New circulation was introduced to extend the sidewalk into the public spaces on the lower levels of the building, by connecting the restaurant, cafes, terraces and food lab through a series of ramps directly linked to the street. The extension of this public route, and a visually transparent ground floor, alleviate the awkward relationship of the building envelope with the street, and creates a much-improved entrance condition.
Productive Greening
A key feature is the façade greening system used to grow crops on the South, West and East facades. Unlike typical greenwalls, this façade is accessible via corridors and a service elevator. This productive landscape facade serves to provide food crops for the dining establishments; on the ground floor, a store and cafe selling edible greens further encourages consumers to eat more healthily.
This façade is more than just for food production. It provides screening for the interior office spaces, providing mediated views from the interior. It also acts to shade the curtainwall and decrease thermal load, and at various floors creates semi-outdoor break-out spaces.
Tectonics and Form
The design sought to create dynamic sectional relationships out of the utilitarian structure. Other than eliminating lower ceiling heights, an atrium was cut into the top three floors, to create better daylighting and ventilation conditions.
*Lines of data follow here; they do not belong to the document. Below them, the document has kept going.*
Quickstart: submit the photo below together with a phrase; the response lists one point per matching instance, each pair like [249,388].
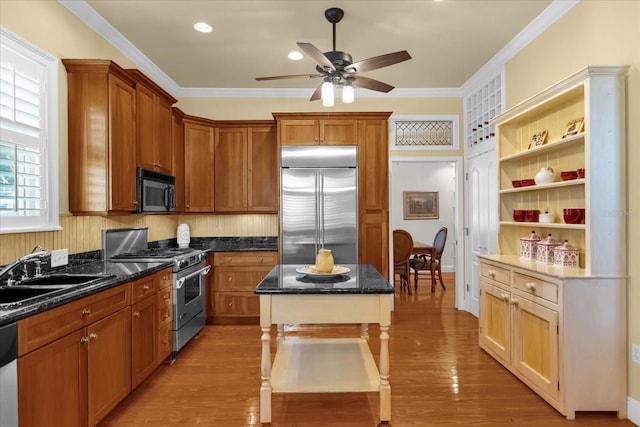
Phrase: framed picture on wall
[420,204]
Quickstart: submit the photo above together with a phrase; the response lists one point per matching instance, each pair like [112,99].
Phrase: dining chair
[402,246]
[431,262]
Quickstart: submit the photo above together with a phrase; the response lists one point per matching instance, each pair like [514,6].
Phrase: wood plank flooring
[439,377]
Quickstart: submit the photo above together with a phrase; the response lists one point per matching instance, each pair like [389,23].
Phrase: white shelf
[545,148]
[321,365]
[544,225]
[568,183]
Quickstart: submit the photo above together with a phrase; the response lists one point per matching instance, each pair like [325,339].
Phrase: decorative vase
[544,176]
[324,261]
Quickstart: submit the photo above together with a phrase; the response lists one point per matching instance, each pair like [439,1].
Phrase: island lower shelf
[324,365]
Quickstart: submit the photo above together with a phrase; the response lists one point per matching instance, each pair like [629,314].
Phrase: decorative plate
[310,270]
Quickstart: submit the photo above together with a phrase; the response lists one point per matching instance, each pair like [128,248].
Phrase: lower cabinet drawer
[237,304]
[535,286]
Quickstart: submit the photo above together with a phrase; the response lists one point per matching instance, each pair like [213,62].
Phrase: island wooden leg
[385,386]
[265,368]
[364,331]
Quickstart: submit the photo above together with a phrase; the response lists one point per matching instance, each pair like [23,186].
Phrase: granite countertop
[362,279]
[118,273]
[115,274]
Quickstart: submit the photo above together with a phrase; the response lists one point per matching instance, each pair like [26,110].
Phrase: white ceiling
[449,40]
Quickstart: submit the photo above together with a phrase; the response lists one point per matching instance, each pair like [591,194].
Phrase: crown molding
[540,24]
[97,23]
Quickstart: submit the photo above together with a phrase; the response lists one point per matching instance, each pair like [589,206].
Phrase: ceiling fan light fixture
[203,27]
[348,95]
[327,94]
[295,56]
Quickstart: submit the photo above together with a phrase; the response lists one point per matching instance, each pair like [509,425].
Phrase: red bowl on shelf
[568,175]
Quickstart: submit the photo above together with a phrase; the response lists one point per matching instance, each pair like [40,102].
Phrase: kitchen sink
[62,279]
[13,294]
[28,290]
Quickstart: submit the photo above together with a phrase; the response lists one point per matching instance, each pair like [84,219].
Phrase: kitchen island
[313,365]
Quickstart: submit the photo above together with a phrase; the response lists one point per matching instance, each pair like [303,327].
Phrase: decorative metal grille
[426,133]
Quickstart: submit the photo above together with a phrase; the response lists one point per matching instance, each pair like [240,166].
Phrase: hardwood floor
[439,377]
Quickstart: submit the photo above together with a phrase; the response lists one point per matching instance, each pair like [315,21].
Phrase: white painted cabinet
[562,330]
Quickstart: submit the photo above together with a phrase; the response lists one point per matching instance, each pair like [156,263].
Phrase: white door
[481,229]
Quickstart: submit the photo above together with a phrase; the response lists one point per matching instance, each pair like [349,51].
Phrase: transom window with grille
[27,147]
[423,132]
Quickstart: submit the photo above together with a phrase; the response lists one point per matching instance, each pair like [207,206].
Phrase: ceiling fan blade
[290,76]
[378,62]
[316,55]
[317,94]
[367,83]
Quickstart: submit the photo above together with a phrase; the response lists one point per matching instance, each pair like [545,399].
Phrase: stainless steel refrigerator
[318,203]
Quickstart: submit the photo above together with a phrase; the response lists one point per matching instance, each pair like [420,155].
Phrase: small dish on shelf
[568,175]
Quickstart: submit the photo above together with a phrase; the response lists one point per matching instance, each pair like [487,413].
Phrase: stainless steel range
[130,245]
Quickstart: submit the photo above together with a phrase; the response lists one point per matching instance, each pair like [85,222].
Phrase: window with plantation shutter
[28,140]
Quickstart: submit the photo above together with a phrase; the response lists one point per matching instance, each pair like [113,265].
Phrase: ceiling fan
[338,69]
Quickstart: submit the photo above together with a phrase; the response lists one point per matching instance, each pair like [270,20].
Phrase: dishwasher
[9,375]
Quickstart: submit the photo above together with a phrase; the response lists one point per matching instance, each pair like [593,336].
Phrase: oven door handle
[204,271]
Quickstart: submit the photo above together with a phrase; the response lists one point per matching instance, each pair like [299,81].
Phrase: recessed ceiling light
[295,56]
[203,27]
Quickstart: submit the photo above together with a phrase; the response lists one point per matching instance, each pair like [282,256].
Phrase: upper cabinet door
[339,132]
[263,169]
[154,150]
[231,170]
[299,132]
[199,166]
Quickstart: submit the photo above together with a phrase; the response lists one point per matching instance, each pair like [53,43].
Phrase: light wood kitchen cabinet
[199,164]
[164,304]
[369,131]
[552,326]
[102,139]
[74,362]
[177,139]
[153,125]
[246,167]
[304,130]
[145,324]
[236,275]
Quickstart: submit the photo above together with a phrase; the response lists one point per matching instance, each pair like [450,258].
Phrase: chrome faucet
[33,255]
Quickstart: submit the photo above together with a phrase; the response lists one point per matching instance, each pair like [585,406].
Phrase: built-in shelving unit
[555,327]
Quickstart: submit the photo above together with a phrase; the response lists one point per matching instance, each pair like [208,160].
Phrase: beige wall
[595,33]
[62,35]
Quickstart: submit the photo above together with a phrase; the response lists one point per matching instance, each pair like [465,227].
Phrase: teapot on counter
[544,176]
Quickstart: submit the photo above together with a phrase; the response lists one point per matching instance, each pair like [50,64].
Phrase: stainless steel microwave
[156,192]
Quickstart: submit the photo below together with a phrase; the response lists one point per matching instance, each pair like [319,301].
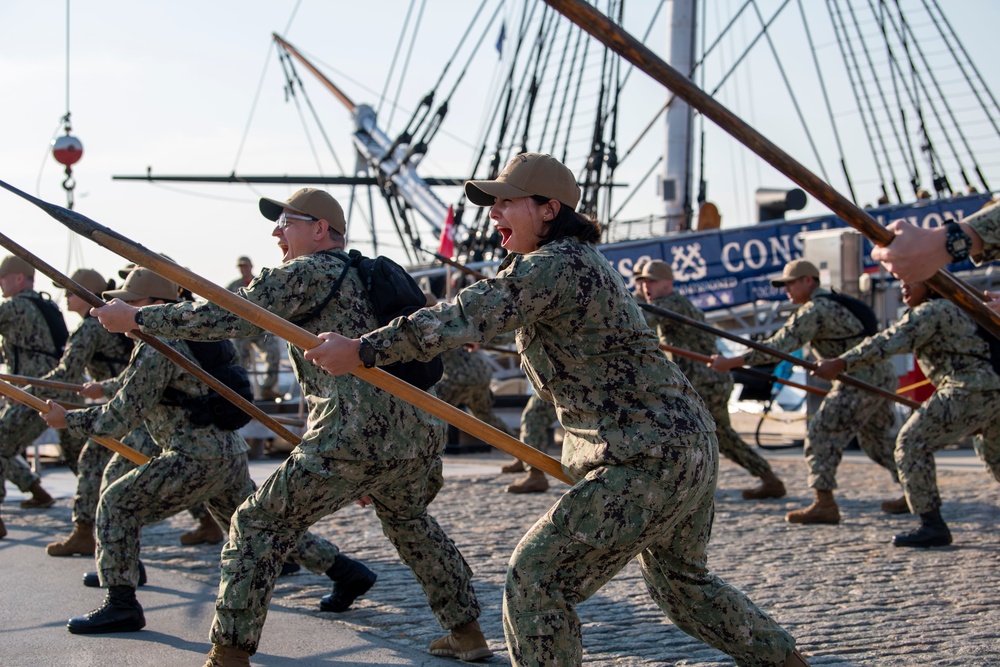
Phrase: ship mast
[675,186]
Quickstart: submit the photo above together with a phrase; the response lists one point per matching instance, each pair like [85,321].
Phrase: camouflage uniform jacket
[465,368]
[944,341]
[140,400]
[829,328]
[95,349]
[987,224]
[28,347]
[584,345]
[704,379]
[348,417]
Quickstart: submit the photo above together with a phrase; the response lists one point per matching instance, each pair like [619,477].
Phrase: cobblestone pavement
[848,595]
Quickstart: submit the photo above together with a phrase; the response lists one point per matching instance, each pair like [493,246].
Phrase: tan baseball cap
[142,283]
[308,201]
[525,175]
[90,280]
[12,264]
[655,269]
[794,270]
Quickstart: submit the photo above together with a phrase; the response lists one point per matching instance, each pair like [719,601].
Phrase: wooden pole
[752,372]
[621,42]
[846,379]
[21,396]
[190,366]
[296,335]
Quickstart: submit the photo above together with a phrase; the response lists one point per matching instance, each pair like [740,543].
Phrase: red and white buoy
[67,150]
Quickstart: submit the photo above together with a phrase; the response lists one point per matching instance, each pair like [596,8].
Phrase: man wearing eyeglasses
[361,442]
[830,329]
[267,344]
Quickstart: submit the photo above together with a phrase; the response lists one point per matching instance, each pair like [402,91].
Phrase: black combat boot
[351,580]
[91,580]
[121,612]
[933,532]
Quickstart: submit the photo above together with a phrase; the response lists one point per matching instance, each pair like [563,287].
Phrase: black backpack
[218,358]
[393,293]
[858,308]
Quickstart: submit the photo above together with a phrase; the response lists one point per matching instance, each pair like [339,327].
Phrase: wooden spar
[296,335]
[337,92]
[39,382]
[846,379]
[21,396]
[191,367]
[752,372]
[621,42]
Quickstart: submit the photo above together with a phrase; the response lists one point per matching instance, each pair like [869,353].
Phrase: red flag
[446,246]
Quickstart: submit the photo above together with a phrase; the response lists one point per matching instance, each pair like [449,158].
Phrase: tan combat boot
[517,465]
[897,506]
[823,510]
[40,498]
[207,532]
[796,659]
[79,543]
[770,487]
[466,642]
[534,482]
[227,656]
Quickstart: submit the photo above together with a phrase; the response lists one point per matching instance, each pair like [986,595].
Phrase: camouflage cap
[525,175]
[12,264]
[655,269]
[142,283]
[794,270]
[315,203]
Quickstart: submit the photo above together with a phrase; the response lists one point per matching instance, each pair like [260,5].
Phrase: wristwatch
[957,241]
[367,354]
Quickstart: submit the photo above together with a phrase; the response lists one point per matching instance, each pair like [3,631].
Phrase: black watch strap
[366,352]
[957,242]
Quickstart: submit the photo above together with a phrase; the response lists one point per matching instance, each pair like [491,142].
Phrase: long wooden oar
[621,42]
[846,379]
[284,329]
[190,366]
[21,396]
[39,382]
[752,372]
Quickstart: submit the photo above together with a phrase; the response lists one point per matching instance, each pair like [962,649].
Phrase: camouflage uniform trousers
[270,347]
[536,419]
[948,415]
[116,466]
[19,426]
[169,483]
[844,413]
[731,445]
[659,509]
[292,499]
[476,397]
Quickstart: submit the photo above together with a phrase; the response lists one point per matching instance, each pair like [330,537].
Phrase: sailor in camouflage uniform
[656,282]
[197,464]
[28,349]
[640,444]
[267,343]
[360,441]
[102,355]
[830,328]
[945,343]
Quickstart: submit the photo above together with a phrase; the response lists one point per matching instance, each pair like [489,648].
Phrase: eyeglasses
[286,219]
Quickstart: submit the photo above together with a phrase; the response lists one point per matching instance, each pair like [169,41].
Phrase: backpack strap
[353,259]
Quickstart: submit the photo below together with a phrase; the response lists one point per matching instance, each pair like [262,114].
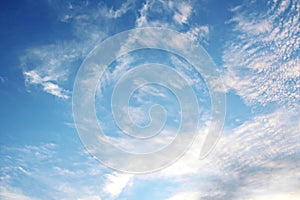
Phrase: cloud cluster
[262,62]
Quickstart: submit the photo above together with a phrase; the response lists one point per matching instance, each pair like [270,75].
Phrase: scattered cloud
[12,194]
[262,62]
[116,183]
[183,13]
[32,78]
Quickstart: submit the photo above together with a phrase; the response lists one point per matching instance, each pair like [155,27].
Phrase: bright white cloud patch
[32,78]
[116,183]
[262,63]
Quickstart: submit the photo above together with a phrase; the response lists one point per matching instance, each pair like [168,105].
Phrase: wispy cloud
[262,63]
[8,193]
[116,183]
[259,157]
[33,78]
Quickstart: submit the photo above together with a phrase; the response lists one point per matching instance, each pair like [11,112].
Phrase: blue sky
[255,46]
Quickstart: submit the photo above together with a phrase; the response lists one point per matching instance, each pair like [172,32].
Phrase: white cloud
[262,61]
[185,195]
[116,183]
[33,78]
[8,193]
[183,13]
[121,11]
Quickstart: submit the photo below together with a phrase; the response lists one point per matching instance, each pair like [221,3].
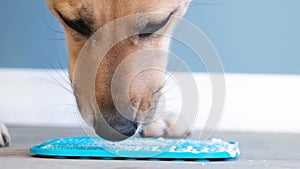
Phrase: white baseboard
[264,103]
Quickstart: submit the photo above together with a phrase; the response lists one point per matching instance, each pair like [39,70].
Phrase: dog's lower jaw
[4,136]
[168,126]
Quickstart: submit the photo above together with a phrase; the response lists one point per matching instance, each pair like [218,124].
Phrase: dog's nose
[119,128]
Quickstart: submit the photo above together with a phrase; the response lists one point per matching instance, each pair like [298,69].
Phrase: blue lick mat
[138,148]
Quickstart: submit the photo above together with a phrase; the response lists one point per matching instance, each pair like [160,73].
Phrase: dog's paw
[4,136]
[169,126]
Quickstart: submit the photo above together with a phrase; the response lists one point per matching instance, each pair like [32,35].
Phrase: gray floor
[259,150]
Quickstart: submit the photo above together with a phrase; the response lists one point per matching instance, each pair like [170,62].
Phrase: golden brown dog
[82,18]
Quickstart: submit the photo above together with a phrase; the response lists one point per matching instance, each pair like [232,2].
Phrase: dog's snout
[119,128]
[143,105]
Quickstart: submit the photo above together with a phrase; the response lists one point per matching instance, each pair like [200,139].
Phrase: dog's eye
[151,28]
[78,25]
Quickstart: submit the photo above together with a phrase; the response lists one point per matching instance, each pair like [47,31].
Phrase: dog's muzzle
[114,127]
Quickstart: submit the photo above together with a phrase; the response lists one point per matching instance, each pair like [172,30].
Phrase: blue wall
[251,36]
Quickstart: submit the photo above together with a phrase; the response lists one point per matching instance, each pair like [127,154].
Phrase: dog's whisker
[197,3]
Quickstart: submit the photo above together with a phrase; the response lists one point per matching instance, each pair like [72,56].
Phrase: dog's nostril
[120,128]
[143,105]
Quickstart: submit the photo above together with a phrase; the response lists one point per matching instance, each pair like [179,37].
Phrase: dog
[80,19]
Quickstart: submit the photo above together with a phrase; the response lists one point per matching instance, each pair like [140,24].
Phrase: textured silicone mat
[138,148]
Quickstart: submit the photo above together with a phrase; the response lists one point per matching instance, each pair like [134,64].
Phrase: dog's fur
[81,18]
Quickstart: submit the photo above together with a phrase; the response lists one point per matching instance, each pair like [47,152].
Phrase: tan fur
[98,13]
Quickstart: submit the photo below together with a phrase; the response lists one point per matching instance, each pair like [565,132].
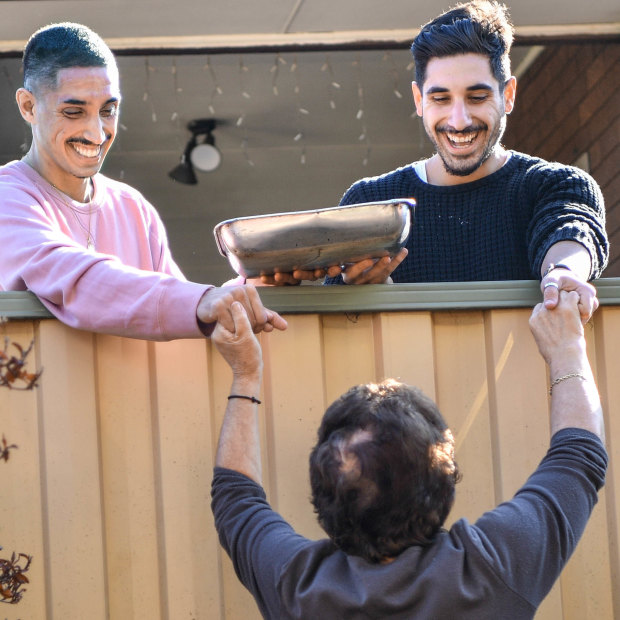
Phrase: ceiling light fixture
[204,156]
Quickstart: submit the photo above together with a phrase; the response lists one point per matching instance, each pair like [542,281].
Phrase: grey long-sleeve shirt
[502,566]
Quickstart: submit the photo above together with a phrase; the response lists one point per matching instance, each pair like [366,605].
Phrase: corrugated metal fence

The original façade was replaced by three interconnected material systems. While a new glass curtain-wall created the requisite openness in the interior, it was softened and shaded by the planting facade. A wood-finish palette was used to articulate the public circuit, and extends up the façade of the building to create double-height spaces and visual connections in the office floors. These new surfaces do not simply follow the original envelope. Instead they weave in and out, exposing the structure and creating new pockets exterior spaces.
Questions of Industrial Spaces within a City
With the move towards a more lifestyle-oriented audience, efficiency is replaced with newer concepts that aim to improve the quality of occupancy. The solution here was to keep the original structure, but to soften it through the use of delaminating surfaces, vertical connections, and productive greening. Through physical and visual slices, the mundane “pancake-style” building takes on a new dynamic form that creates a more human-centric tower.